Император Всероссийский Николай II Александрович | страница 37



Сам Николай II, Витте, да и многие сановники ожидали, что день опубликования манифеста, 18 октября, если и не превратится во всеобщий праздник, то по крайней мере станет днем единения и примирения. Но этого не произошло. Если умеренные слои общества считали, что теперь можно пойти на соглашение с властью, левые расценивали манифест лишь как промежуточную победу, признак слабости противника. Лидер левых либералов П. Н. Милюков узнал о манифесте в Москве в Литературном кружке. Ликующие сторонники подняли его на руки, поставили на стол в центре ресторанной залы и заставили произнести речь. Подняв бокал шампанского, Милюков сказал: «Ничто не изменилось, война продолжается». И эту точку зрения разделяли многие. По стране прокатилась новая волна митингов. Не стихало и революционное движение. Дело дошло до вооруженного восстания в Москве (9 – 18 декабря 1905 г.), подавлять которое пришлось военной силой.

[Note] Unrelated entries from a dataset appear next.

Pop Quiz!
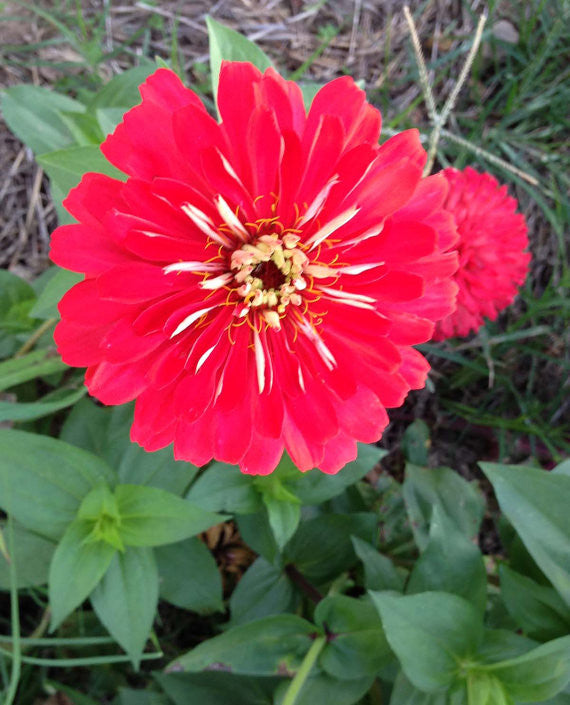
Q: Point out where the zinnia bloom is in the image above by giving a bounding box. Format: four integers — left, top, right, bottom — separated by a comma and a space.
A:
434, 167, 530, 340
51, 63, 457, 473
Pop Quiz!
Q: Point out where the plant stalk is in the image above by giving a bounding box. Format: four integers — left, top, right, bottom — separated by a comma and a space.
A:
281, 636, 326, 705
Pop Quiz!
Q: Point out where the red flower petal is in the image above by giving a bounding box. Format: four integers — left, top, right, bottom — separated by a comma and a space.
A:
52, 62, 462, 474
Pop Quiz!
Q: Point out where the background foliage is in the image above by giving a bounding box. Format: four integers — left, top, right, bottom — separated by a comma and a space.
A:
0, 2, 570, 705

Во время обсуждения и в первые недели после опубликования манифеста современники склонны были расценивать его как конституцию. Но, строго говоря, таковой он не был. По сути, это была очередная декларация намерений правительства. Правда, на этот раз заявленные планы преобразований включали все основные требования оппозиции: гражданские свободы (неприкосновенность личности, свободу совести, слова, собраний, союзов), признание думы не законосовещательным, а законодательным органом. Однако для того, чтобы все это стало действительностью, надо было еще разработать соответствующие законы. В этой ситуации многое зависело от того, какую окончательную форму примут планируемые преобразования, а в конечном итоге – от воли императора, без подписи которого не мог быть реализован ни один закон. А сам он с самого начала относился к манифесту именно как к конституции. Более того, при обсуждении текста император не пытался обойтись минимальными уступками. Эту свою позицию он объяснял тем, что предпочитает «давать все сразу, нежели быть вынужденным в ближайшем будущем уступать по мелочам и все-таки прийти к тому же».

Решение далось Николаю II очень тяжело. «Ужасные дни», «страшное решение», писал он матери. Но после того как это решение было принято, он не считал себя вправе отказываться от данного слова. Принимая в декабре представителей монархических организаций, чуть ли не требовавших от монарха отмены манифеста и подтверждения незыблемости самодержавия, император сказал: «Манифест, данный Мною 17 октября, есть полное и убежденное выражение Моей непреклонной и непреложной воли и акт, не подлежащий изменению».